Me voy a tomar el atrevimiento de avisarle a este típico argentino un par de cosas. Primero, que si los suizos o los alemanes no tiran papeles en la calle es porque tienen la gran fortuna de vivir en una sociedad donde no hay ciudadanos tirados en la calle. Es decir, tienen resueltos problemas más importantes y eso les permite ocuparse de las estupideces.

Ahora, cuando alguien trata de trasladar esa lógica a la Argentina, donde hay ciudades en las que miles de personas duermen en la calle, deja de ser una persona civilizada para convertirse, o en un tilingo o una tilinga, o bien en un hipócrita.

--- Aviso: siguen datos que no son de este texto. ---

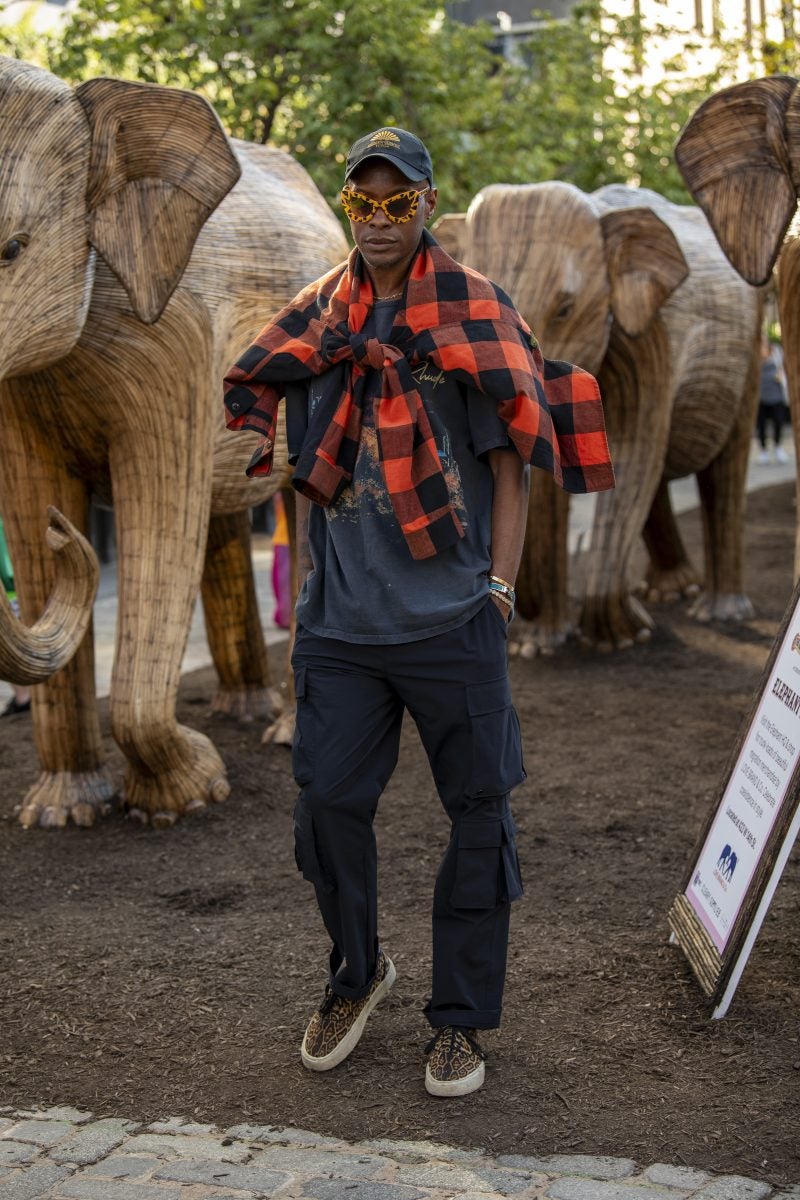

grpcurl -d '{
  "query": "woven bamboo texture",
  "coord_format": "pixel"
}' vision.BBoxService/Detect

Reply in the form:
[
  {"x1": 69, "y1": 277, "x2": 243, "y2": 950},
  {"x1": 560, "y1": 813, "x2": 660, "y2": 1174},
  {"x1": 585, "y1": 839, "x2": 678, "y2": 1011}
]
[
  {"x1": 462, "y1": 182, "x2": 760, "y2": 654},
  {"x1": 675, "y1": 76, "x2": 800, "y2": 576},
  {"x1": 0, "y1": 509, "x2": 100, "y2": 684},
  {"x1": 0, "y1": 59, "x2": 347, "y2": 827}
]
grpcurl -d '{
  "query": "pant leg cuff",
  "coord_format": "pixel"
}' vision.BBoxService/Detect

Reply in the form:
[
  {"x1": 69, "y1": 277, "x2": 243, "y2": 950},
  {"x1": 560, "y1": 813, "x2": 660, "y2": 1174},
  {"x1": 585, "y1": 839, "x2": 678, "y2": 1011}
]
[{"x1": 423, "y1": 1004, "x2": 500, "y2": 1030}]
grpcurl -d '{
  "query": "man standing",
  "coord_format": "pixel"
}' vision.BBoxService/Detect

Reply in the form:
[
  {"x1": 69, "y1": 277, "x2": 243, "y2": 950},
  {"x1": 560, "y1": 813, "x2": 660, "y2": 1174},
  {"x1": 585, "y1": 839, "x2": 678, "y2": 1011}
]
[{"x1": 225, "y1": 127, "x2": 613, "y2": 1096}]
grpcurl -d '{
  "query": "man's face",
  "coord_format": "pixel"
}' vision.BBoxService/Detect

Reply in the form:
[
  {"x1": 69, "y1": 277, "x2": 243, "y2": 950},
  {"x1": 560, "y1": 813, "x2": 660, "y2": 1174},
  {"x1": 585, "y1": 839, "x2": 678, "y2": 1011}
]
[{"x1": 345, "y1": 158, "x2": 437, "y2": 276}]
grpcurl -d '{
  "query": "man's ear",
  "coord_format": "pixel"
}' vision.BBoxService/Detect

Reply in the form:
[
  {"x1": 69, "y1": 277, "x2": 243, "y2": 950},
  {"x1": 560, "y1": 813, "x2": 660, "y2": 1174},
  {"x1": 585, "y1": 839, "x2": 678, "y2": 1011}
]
[
  {"x1": 76, "y1": 78, "x2": 241, "y2": 324},
  {"x1": 425, "y1": 187, "x2": 439, "y2": 222}
]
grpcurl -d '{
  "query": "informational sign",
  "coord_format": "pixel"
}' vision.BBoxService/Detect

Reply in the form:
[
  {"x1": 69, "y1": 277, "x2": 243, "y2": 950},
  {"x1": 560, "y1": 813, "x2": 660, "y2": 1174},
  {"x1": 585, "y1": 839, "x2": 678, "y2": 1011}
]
[{"x1": 669, "y1": 576, "x2": 800, "y2": 1016}]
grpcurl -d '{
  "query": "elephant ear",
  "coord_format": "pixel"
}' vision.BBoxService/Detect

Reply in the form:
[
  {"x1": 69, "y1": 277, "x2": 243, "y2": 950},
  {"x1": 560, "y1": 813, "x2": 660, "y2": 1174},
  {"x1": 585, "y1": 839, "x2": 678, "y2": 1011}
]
[
  {"x1": 675, "y1": 76, "x2": 796, "y2": 287},
  {"x1": 600, "y1": 206, "x2": 688, "y2": 337},
  {"x1": 76, "y1": 78, "x2": 241, "y2": 324}
]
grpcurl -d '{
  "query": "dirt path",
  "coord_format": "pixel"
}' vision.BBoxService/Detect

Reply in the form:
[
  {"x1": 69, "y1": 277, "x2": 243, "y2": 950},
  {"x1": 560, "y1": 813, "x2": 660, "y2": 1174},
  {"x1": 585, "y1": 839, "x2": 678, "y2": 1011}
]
[{"x1": 0, "y1": 484, "x2": 800, "y2": 1183}]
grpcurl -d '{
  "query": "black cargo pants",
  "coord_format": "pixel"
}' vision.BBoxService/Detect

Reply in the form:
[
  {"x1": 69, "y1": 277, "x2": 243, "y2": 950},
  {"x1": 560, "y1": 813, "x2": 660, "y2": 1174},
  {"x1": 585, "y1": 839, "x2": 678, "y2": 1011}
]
[{"x1": 293, "y1": 600, "x2": 525, "y2": 1028}]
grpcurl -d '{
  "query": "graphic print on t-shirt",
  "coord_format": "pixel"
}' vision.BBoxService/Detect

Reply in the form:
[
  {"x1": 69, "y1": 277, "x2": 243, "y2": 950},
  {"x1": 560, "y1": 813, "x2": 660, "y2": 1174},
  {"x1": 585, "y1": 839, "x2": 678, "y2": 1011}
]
[{"x1": 326, "y1": 362, "x2": 469, "y2": 528}]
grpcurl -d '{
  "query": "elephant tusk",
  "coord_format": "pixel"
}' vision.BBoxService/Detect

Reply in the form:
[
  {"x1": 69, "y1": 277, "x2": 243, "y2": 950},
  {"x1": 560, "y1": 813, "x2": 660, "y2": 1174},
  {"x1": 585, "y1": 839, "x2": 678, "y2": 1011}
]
[{"x1": 0, "y1": 506, "x2": 100, "y2": 685}]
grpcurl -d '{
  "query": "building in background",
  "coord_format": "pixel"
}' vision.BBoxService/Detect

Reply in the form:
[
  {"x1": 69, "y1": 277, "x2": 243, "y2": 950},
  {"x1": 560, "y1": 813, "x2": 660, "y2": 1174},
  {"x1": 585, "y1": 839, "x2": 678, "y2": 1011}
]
[{"x1": 445, "y1": 0, "x2": 577, "y2": 62}]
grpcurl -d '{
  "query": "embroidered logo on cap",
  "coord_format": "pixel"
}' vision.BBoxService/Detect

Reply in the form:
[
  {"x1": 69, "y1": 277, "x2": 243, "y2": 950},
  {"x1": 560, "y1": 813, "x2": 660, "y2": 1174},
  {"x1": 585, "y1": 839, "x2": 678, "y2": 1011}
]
[{"x1": 369, "y1": 130, "x2": 401, "y2": 146}]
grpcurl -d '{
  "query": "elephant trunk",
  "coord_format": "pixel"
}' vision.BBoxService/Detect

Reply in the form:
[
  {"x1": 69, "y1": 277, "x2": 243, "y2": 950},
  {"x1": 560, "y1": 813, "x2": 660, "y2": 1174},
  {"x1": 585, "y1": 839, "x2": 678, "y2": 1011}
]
[{"x1": 0, "y1": 508, "x2": 100, "y2": 685}]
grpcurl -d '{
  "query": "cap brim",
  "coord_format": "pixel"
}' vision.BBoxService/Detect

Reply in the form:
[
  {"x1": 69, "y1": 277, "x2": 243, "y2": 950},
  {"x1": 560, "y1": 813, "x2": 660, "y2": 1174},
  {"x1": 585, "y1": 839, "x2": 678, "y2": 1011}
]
[{"x1": 344, "y1": 150, "x2": 433, "y2": 182}]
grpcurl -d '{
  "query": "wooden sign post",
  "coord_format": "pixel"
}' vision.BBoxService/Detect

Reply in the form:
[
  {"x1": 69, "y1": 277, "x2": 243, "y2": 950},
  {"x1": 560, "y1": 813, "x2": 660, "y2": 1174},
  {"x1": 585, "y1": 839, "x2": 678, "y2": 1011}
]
[{"x1": 668, "y1": 584, "x2": 800, "y2": 1018}]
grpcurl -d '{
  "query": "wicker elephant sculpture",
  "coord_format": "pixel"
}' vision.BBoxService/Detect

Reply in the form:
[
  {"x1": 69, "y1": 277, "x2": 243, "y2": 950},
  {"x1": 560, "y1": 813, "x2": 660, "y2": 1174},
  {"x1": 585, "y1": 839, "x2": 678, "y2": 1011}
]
[
  {"x1": 461, "y1": 182, "x2": 760, "y2": 654},
  {"x1": 0, "y1": 58, "x2": 347, "y2": 827},
  {"x1": 675, "y1": 76, "x2": 800, "y2": 575}
]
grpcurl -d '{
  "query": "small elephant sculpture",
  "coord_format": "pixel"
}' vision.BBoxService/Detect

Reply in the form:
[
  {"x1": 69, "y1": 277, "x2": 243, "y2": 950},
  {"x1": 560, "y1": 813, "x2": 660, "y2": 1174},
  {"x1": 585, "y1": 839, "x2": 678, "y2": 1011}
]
[
  {"x1": 462, "y1": 182, "x2": 762, "y2": 654},
  {"x1": 675, "y1": 76, "x2": 800, "y2": 575},
  {"x1": 0, "y1": 58, "x2": 347, "y2": 827},
  {"x1": 0, "y1": 508, "x2": 100, "y2": 685}
]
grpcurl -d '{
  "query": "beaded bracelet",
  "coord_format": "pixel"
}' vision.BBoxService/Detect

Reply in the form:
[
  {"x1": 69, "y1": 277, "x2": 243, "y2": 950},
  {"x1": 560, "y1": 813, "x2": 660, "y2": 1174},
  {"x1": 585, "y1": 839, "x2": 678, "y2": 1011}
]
[
  {"x1": 489, "y1": 575, "x2": 513, "y2": 592},
  {"x1": 489, "y1": 575, "x2": 517, "y2": 606},
  {"x1": 489, "y1": 583, "x2": 513, "y2": 622}
]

Voy a tratar de dar un argumento que refuerce esta hipótesis. Hace unas semanas, leí una noticia que daba cuenta de que el jefe de gobierno de CABA, Jorge Macri, pretendía cobrarles una multa a los hambrientos que salen por las noches a revolver la basura con el fin de encontrar un pedazo de pan duro, por desordenar los contenedores de basura o engrasar las veredas con los restos de la hamburguesa que el gordito de la esquina dejó por la mitad.

Pero lo peor de todo es que esta iniciativa de Macri fue forzada por las constantes denuncias de los habitantes de la ciudad, las cuales, en lugar de sentir consternación al ver a una madre que camina por las calles con cinco hijos buscando comida, se siente molestos porque les ensucian la vereda.

Hasta acá parece un chiste, pero lo realmente grave es que el Jefe de Gobierno porteño adhiera al reclamo, es decir en lugar de buscar el modo de ayudar a la horda de hambrientos que salen de noche a mendigar, pretende meterlos en cana por ensuciar la ciudad. Si antes parecía una broma de mal gusto, visto de este modo parece más bien una muestra incontrastable de que eso que llamamos democracia, y de lo que muchos estuvimos argullosos, ha caído en la vertiente más bastarda y tilinga que se pueda concebir.

Un sistema cuya razón de ser es la búsqueda de la igualdad, castiga al pordiosero que deja sobras de comida en la calle en lugar de trabajar para que dejen de ser pordioseros.

Me permito conjeturar que, mientras existan inadaptados que tiran mugre a la calle, tendremos todavía alguna esperanza como sociedad.